Glucocorticoids suppress tumor necrosis factor-α expression by human monocytic THP-1 cells by suppressing transactivation through adjacent NF-κb and c-Jun-activating transcription factor-2 binding sites in the promoter

Abstract

Glucocorticoid drugs suppress tumor necrosis factor-α (TNF-α) synthesis by activated monocyte/macrophages, contributing to an anti- inflammatory action in vivo. In lipopolysaccharide (LPS)-activated human monocytic THP-1 cells, glucocorticoids acted primarily on the TNF-α promoter to suppress a burst of transcriptional activity that occurred between 90 min and 3 h after LPS exposure. LPS increased nuclear c-Jun/ATF-2, NF-κB1/Rel- A, and Rel-A/C-Rel transcription factor complexes, which bound specifically to oligonucleotide sequences from the -106 to -88 base pair (bp) region of the promoter. The glucocorticoid, dexamethasone, suppressed nuclear binding activity of these complexes prior to and during the critical phase of TNF-α transcription. Site-directed mutagenesis in TNF-α promoter-luciferase reporter constructs showed that the adjacent c-Jun/ATF-2 (-106 to -99 bp) and NF-κB (-97 to -88 bp) binding sites each contributed to the LPS-stimulated expression.
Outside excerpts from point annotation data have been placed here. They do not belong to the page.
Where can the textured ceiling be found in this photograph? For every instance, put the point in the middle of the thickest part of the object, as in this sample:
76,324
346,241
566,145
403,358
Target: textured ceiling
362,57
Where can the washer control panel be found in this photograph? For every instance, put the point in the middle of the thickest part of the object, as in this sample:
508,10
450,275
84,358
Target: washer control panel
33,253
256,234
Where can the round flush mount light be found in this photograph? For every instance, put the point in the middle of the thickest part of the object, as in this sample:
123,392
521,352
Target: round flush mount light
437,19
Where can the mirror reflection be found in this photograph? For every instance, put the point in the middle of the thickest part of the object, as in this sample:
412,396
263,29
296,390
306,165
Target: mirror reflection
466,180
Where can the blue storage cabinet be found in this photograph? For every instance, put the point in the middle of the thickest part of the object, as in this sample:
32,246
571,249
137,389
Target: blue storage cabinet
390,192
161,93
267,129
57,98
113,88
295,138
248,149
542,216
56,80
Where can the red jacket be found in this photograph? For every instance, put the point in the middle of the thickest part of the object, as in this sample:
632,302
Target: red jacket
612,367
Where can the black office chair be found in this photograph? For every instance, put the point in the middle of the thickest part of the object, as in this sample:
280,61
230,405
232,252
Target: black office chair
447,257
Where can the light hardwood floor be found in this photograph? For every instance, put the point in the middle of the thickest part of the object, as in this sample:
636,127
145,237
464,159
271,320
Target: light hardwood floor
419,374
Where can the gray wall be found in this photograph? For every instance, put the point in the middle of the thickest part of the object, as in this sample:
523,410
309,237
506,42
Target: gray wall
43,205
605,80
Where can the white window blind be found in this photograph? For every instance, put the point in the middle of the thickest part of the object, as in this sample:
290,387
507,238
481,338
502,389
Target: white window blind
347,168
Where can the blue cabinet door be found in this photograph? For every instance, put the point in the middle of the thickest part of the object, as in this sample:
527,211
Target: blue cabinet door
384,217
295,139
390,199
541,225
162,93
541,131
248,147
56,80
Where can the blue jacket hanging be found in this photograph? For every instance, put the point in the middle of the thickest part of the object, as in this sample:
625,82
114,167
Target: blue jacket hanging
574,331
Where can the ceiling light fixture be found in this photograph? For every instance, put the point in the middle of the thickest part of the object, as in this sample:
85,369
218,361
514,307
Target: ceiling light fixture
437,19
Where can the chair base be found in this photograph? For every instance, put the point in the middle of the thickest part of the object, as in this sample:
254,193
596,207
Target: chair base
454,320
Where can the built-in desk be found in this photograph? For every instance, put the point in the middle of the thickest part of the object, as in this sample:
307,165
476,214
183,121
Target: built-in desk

Mutating both sites largely prevented dexamethasone from suppressing TNF-α promoter-luciferase reporters. LPS exposure also increased nuclear Egr-1 and PU.1 abundance. The Egr-1/Sp1 (-172 to -161 bp) binding sites and the PU.1-binding Ets site (-116 to -110 bp) each contributed to the LPS-stimulated expression but not to glucocorticoid response. Dexamethasone suppressed the abundance of the c-Fos/c-Jun complex in THP-1 cell nuclei, but there was no direct evidence for c-Fos/c-Jun transactivation through sites in the -172 to -52 bp region. Small contributions to glucocorticoid response were attributable to promoter sequences outside the -172 to -88 bp region and to sequences in the TNF-α 3'-untranslated region. We conclude that glucocorticolds suppress LPS-stimulated secretion of TNF-α from human monocytic cells largely through antagonizing transactivation by c-Jun/ATF-2 and NF-κB complexes at binding sites in the -106 to -88 bp region of the TNF-α promoter.